In the lead up to the budget I’ve been asking (well pleading really) with the Treasurer to introduce measures that’ll help affect positive change to the WA property market. REIWA asked for the government not to raise stamp duty or land tax rates and we’re grateful they didn’t, but they have introduced an additional foreign buyer tax of 7 per cent.

“So what, that doesn’t affect me,” I hear you say. Well, consider this. At Perth’s median house price of about $520,000, a foreign buyer will pay $55,115 in tax if buying a home. That’s equal to 3 years’ rent at Perth’s current median of $350 per week so I’d imagine non-residents here for the short term will choose to rent rather than buy; pushing up rents.

Also, the tax only applies to properties that are either single detached homes or within a group of 10 or less. This means larger apartment complexes will continue to attract foreign buyers whilst developers trying to address the “missing middle” of housing types in Perth by building villas, maisonettes or townhouses will miss out on these buyers. These sort of distortions in any market are counter-intuitive, particularly when the government are so keen to improve housing diversity in and around their Metronet Hubs.

The government claims the tax will raise $123m and that it simply brings WA into line with the eastern states. I’d not be unhappy about such a tax if our market was flying along like Sydney and Melbourne has been where foreign buyers can adversely affect affordability, but our market is just starting to recover from the lowest levels of sales activity since 1990.

Unfortunately, the budget failed to address the flawed First Home Owner’s Grant with builders and land developers continuing to benefit from the current policy, adding to urban sprawl we can ill afford. 

There was no incentives added for seniors looking to down-size either with many retirees in homes larger than they need but stuck there partly because of exorbitant stamp duty costs.

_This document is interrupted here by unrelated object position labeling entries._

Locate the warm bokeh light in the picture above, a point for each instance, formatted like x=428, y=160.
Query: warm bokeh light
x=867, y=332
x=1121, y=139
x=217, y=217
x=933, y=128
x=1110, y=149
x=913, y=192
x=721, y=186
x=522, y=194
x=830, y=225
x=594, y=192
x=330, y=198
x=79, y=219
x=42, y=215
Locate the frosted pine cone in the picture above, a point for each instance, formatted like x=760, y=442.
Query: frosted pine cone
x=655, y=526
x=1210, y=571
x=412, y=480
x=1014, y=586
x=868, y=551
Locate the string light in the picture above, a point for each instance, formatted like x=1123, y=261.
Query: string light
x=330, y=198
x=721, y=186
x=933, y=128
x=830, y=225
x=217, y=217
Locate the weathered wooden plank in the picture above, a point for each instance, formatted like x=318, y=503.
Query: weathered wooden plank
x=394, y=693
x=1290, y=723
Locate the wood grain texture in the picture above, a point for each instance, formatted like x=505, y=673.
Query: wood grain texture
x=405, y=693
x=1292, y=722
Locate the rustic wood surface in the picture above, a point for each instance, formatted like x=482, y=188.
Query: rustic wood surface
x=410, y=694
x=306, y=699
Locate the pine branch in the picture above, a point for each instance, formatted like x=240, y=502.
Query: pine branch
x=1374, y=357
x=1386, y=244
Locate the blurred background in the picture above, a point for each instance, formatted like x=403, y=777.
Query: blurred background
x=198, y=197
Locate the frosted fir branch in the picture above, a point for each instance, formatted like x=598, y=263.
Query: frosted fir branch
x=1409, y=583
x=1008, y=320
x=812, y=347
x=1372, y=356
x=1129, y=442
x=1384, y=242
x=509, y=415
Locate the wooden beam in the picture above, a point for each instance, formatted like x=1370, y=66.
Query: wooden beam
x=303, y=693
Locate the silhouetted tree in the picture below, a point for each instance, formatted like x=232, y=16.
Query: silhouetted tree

Most commentators have labelled the budget as “boring” and for property, that’s an apt descriptor. It’s also a missed opportunity to consider changes to transfer duty and other such taxes that act as barriers to economic growth (payroll tax), by replacing them with a broader based land tax regime that loosens the shackles on the property market, encourages trade-up activity and releases more affordable established entry-level housing.